On August 21, millions of people experienced the Great American Solar Eclipse 2017. The path of totality began in Oregon and made its way through the United States, cutting a trail through America’s heartland before leaving the continent in South Carolina. I had been fortunate to secure hotel reservations in Crossville, Tennessee for the big event. If you’d like to read more about Crossville and the surrounding area click here. We had a great time, eclipse or no eclipse, and discovered a really cool area of Tennessee. Even the Reluctant Traveler (my husband if you’re new) gave it a thumbs up.
We planned to attend the Total Eclipse In The Park event at Cumberland Mountain State Park. Armed with lawn chairs, sunscreen, and solar glasses, we arrived at the park and headed for the golf course. There was a stage area with live music, food vendors, and since it was on a golf course, plenty of wide, open space. Beautifully landscaped wide, open space, I might add.
We set up our chairs and waited. The forecast had called for partially cloudy skies, and there were some scattered clouds, but the sky was a brilliant blue, and in the end they did not interfere.

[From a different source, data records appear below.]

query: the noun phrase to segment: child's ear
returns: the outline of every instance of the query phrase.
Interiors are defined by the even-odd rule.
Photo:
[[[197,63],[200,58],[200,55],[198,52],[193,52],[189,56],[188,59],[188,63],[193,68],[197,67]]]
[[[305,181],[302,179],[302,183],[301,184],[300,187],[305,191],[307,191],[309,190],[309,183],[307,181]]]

We had a front row seat with an unobstructed view to the greatest show the sky has to offer.
The eclipse would be visible for about 3ish hours that day with totality at 1:26pm. Totality would last 2 minutes and 34 seconds. Around noon the first black sliver appeared across the sun, then a crescent, then a half moon. As totality approached, the sky began to take on a strange hue. Hazy. Sort of. That’s the best way I can describe it. It began getting darker, but an unusual darkness. If you’re old enough to remember, it was similar to when TV shows tried to make it look like it was night, when it was still light outside. It kinda looked like night, but you knew it wasn’t.
The sunset colors stretched over the tree line in a full 360. The cicadas were going nuts. As the moon slipped completely in front of the sun, the temperature dropped over 10 degrees. People broke into spontaneous applause. As soon as it was safe, we whipped off our solar glasses. Simply breathtaking! The photos that you see and think are photoshopped? Nope. It’s the real deal and it was magical.
It was seemingly over as soon as it began and the moon made its way to half, then back to crescent, before leaving us completely. Lying in the grass, I watched until it was completely over.
The experience was nothing short of miraculous. Maybe best of all was the way so many people came together that day. All across the nation. If you missed it, there’s another coming through North America in 2019. I, for one, plan on being there.